OpenAI’s o3 AI model scores lower on a benchmark than the company initially implied

A discrepancy between the benchmark results of the first and third parties for the O3 AI model of OpenAi is Raise questions about the transparency of the company And model test methods.
When OpenAi revealed O3 in December, the company claimed that the model could answer a little more than a fourth of questions about Frontimath, a challenging series of mathematical problems. That score blew away the competition on the second best model managed to correctly answer only about 2% of frontimath problems correctly.

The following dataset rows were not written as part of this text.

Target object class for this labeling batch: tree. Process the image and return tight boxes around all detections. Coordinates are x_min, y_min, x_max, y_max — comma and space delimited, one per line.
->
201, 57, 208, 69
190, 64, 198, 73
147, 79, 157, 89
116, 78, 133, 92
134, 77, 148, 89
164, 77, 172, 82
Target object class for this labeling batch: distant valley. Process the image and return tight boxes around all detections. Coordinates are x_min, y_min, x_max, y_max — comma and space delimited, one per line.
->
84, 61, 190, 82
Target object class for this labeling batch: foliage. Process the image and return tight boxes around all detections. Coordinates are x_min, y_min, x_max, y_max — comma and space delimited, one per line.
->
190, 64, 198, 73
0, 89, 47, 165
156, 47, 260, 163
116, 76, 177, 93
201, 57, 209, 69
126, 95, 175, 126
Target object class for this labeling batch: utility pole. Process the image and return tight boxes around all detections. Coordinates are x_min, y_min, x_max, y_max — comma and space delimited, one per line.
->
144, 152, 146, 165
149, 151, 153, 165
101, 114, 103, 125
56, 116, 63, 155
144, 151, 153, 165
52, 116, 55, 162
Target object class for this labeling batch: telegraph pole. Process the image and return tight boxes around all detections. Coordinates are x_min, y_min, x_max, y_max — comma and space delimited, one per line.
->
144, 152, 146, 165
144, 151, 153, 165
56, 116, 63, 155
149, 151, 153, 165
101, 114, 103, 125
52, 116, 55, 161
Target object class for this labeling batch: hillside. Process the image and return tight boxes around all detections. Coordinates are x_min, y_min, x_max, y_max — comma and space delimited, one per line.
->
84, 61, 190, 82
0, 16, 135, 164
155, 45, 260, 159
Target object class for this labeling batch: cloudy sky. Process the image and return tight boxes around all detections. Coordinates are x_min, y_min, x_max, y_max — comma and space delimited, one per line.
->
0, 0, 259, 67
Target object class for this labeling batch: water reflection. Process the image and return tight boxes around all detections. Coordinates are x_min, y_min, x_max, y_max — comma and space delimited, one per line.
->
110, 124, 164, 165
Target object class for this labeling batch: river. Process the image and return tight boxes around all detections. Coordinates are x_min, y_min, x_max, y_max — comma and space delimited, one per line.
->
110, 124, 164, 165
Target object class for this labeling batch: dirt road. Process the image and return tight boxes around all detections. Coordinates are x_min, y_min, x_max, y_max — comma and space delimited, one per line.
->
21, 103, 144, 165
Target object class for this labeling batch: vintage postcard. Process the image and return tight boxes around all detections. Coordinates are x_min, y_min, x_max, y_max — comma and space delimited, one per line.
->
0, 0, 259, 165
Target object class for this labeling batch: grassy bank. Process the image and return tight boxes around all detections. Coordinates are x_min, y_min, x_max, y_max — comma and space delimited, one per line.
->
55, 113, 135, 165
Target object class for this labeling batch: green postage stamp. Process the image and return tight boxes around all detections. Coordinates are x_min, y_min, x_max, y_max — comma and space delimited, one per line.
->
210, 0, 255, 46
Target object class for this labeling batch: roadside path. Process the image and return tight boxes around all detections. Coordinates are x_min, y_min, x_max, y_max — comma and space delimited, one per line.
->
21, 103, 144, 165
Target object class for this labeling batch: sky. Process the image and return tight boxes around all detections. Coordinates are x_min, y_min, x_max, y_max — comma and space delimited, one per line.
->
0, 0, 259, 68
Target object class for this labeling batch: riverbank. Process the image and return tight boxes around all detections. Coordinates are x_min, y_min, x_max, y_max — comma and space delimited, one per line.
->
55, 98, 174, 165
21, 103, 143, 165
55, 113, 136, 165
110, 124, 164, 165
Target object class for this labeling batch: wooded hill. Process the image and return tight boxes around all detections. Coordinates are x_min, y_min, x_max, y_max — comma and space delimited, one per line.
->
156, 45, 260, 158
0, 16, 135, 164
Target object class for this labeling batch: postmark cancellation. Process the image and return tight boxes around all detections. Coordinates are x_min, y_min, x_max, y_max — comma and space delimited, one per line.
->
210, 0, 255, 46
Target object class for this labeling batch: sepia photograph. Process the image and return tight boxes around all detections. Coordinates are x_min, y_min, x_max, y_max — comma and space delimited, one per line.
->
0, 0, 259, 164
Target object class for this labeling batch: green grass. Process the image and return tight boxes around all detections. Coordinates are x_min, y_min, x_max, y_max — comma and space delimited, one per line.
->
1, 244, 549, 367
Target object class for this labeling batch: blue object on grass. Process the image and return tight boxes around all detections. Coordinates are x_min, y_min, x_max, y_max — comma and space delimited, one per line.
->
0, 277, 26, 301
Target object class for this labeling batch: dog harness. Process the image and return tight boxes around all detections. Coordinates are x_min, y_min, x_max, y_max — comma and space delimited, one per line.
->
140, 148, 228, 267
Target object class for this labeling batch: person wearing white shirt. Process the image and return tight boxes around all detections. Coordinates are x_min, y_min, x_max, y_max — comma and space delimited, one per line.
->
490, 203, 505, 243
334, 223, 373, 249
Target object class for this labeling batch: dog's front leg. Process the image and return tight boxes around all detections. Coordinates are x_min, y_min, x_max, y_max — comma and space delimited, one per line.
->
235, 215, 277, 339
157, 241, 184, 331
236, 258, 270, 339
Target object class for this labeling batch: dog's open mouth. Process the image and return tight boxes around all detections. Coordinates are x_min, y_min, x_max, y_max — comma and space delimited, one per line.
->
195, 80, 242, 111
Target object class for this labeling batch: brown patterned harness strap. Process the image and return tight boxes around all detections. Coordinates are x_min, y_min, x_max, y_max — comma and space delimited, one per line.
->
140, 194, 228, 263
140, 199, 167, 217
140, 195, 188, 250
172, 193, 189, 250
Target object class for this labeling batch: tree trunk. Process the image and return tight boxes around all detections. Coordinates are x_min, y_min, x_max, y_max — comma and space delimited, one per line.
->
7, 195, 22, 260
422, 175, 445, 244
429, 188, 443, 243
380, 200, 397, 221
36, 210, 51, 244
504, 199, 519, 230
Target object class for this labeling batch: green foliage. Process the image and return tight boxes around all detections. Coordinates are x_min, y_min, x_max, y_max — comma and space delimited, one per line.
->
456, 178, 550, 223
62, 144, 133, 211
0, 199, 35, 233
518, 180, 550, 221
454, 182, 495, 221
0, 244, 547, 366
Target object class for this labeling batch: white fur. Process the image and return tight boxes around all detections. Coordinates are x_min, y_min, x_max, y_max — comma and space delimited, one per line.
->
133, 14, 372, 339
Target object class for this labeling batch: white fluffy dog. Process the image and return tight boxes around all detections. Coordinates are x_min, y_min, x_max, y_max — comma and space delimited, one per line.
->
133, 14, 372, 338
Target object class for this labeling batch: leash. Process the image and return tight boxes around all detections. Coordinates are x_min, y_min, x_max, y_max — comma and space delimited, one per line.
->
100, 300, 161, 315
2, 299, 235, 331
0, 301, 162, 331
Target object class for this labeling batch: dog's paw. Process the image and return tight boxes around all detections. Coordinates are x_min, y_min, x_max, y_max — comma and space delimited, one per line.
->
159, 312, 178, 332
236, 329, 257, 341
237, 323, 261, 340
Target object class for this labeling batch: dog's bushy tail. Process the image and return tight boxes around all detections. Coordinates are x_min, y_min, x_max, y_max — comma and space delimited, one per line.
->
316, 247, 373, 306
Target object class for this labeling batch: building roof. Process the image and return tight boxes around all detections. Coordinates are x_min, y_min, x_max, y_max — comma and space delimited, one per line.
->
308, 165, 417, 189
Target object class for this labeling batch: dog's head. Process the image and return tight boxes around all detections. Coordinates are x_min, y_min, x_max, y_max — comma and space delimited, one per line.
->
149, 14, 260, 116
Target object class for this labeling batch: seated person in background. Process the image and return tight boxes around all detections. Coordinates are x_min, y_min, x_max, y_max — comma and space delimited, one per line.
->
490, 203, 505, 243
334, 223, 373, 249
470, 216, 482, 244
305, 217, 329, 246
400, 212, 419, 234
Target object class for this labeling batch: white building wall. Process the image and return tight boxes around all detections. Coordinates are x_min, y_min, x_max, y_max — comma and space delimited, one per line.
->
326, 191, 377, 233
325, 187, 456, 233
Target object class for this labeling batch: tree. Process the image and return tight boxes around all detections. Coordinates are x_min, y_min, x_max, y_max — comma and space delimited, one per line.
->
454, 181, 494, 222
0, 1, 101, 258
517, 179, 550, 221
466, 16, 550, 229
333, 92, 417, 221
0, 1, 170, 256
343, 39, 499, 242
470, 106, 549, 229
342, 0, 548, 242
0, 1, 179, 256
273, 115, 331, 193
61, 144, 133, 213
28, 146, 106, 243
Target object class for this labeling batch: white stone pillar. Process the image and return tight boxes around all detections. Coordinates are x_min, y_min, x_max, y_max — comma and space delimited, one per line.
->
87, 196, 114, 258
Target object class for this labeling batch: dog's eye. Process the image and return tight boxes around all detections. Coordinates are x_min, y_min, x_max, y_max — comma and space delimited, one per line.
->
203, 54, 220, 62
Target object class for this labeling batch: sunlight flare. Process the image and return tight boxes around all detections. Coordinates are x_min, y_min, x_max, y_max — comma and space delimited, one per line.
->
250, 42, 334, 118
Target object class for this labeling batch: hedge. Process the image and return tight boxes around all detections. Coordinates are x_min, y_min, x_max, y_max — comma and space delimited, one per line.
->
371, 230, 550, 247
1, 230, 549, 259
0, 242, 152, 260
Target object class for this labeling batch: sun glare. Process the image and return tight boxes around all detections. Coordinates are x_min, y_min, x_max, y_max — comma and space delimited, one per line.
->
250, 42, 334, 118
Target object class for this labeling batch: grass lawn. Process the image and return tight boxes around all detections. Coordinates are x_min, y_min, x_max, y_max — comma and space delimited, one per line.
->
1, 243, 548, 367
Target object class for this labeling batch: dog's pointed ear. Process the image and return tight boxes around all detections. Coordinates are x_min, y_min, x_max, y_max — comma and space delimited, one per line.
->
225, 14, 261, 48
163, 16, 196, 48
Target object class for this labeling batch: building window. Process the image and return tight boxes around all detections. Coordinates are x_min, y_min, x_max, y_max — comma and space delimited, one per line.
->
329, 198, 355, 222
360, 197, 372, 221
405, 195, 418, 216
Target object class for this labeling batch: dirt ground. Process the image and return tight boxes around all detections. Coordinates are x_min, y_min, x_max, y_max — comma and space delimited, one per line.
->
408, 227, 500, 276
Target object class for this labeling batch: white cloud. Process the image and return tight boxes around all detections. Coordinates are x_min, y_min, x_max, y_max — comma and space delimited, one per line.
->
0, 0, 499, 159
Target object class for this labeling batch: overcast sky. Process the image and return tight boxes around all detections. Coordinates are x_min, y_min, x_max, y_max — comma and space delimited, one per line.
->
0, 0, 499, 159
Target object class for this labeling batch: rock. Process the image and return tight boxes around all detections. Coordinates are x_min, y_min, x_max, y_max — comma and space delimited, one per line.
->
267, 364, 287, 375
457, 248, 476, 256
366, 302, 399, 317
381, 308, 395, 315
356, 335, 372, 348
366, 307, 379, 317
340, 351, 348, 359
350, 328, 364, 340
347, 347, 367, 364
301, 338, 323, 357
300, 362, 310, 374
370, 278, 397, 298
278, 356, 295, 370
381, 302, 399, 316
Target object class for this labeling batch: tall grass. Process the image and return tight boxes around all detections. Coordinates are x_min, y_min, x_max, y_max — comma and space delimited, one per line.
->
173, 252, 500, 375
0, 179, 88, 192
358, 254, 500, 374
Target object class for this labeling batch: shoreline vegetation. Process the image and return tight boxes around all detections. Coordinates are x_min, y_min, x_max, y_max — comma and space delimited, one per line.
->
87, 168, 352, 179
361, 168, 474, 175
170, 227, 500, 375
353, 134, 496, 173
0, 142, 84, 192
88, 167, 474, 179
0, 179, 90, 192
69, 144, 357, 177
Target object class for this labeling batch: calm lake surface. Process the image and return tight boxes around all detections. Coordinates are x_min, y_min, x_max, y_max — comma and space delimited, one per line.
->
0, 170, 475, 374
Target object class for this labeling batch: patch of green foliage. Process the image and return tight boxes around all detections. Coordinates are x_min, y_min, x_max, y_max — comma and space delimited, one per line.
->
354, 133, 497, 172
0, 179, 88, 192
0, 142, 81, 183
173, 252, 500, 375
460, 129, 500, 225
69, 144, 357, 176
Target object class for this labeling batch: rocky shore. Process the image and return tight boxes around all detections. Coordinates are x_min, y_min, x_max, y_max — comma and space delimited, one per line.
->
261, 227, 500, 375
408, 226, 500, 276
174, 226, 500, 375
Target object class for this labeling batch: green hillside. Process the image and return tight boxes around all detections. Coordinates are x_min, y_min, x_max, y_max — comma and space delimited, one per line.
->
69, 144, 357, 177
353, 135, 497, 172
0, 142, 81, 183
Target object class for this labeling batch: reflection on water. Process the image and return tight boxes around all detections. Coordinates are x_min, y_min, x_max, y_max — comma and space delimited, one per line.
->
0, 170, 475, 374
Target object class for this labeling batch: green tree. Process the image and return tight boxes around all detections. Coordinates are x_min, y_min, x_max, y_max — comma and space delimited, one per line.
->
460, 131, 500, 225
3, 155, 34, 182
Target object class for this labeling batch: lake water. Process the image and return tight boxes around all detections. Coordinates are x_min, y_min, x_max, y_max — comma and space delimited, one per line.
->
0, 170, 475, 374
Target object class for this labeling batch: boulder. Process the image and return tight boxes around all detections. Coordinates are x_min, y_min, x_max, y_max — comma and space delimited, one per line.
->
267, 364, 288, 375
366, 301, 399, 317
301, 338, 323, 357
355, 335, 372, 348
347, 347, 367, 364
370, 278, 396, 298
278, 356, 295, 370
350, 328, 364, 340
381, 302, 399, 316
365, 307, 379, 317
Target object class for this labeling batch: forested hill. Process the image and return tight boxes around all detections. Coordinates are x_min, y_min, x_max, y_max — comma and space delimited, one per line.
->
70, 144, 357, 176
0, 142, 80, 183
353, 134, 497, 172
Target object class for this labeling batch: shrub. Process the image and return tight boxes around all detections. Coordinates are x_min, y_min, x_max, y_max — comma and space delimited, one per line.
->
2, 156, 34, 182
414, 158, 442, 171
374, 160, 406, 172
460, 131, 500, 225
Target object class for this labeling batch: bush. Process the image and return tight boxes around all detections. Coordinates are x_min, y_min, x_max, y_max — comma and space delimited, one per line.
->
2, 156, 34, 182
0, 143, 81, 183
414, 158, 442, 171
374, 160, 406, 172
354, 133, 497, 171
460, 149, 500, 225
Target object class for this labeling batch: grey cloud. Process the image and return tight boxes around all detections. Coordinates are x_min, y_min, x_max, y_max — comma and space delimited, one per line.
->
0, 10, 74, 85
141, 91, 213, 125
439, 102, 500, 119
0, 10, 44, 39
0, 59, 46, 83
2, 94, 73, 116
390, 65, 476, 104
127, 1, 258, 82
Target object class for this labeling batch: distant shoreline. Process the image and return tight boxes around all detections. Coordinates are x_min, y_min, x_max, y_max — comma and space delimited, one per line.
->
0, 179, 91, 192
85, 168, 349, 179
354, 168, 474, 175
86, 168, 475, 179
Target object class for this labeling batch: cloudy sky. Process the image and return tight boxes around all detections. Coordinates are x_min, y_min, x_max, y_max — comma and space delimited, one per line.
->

“Today all offers have less than 2% [on FrontierMath]Mark Chen, Chief Research Officer at OpenAI, said during a live stream. ‘We see ourselves [internally]With O3 in aggressive test time calculations, we can get more than 25%. “
It appears that that figure was probably an upper limit, reached by a version of O3 with more computer behind it than the OpenAI model was publicly launched last week.
Epoch Ai, the research institute behind Frontimath, published results from his independent benchmarkts from O3 on Friday. Epoch discovered that O3 scored around 10%, well below the highest score of OpenAi.
OpenAi has released O3, their long-awaited reasoning model, together with O4-Mini, a smaller and cheaper model that follows O3-Mini.
We have evaluated the new models on our Suite of Mathematics and Science Benchmarks. Results in thread! pic.twitter.com/5gbtzkey1b
– Epoch ai (@epochairSearch) April 18, 2025
That does not mean that OpenAi lied in itself. The benchmark results that the company published in December show a lower score that corresponds to the observed score era. Epoch also noted that the test setup is probably different from OpenAi’s, and that it used an updated release of frontimath for its evaluations.
“The difference between our results and OpenAi’s can be due to OpenAI that evaluates with a more powerful internal scaffolding, with more test time [computing]Or because those results were carried out on another subset of Frontimath (the 180 problems in Frontiermath-2024-11-26 versus the 290 problems in Frontierath-2025-02-28-Private), ”,” written Era.
According to a message on x From the Arc Prize Foundation, an organization that tested a pre-release version of O3, the public O3 model ‘is another model […] tailored to chat/product use, ”the report of EPOC confirms.
“All released O3 calculation layers are smaller than the version we [benchmarked]”Wrote Arc Prize. In general, it can be expected that larger mathlocks will reach better benchmark scores.
Re-tests released O3 on ARC-Agi-1 takes a day or two. Because today’s release is a equipment different system, we can re -label our reported results in the past as “preview”:
O3 preview (Low): 75.7%, $ 200/Task
O3 preview (high): 87.5%, $ 34.4k/taskO1 Pro prices …
– Mike Knoop (@mikekknoop) April 16, 2025
OpenAi’s own Wenda Zhou, a member of the technical staff, said last week during a live stream That the O3 in production “is more optimized for Real-World use cases” and speed versus the version of O3 Demoned in December. As a result, the benchmark can show ‘differences’, he added.
‘[W]E ‘. [optimizations] around the [model] More cost -efficient [and] In general, “said Zhou.” We still hope – we still think that – this is a much better model […] You don’t have to wait that long if you ask for an answer, which really is something with this [types of] models. “
Admittedly, the fact that the public release of O3 falls short of the test promises of OpenAI is a bit of a dispute, because the O4-mini models of the company will perform better in the coming weeks than O3 on Frontiermath and OpenAi plans a more powerful O3 variant, O3-Pro.
However, it is another memory that AI -Benchmarks cannot be taken at the nominal value – especially when the source is a company with services to sell.
Benchmarking “controversies” are a common appearance in the AI industry as suppliers racing to conquer newspaper heads and mindshare with new models.
Epoch was criticized in January because he waited to announce the financing of OpenAi until the company had announced O3. Many academics who contributed to Frontimath were only aware of OpenAi’s involvement until it was made public.
More recently, Elon Musk’s Xai was accused of publishing misleading benchmark graphs for his latest AI model, Grok 3. This month Meta admitted that he had recommended Benchmark scores for a version of a model that differed from the company that made the company available for developers.
Updated 4:21 PM Pacific: comments added from Wenda Zhou, a member of the OpenAI Technical Staff, of a live stream last week.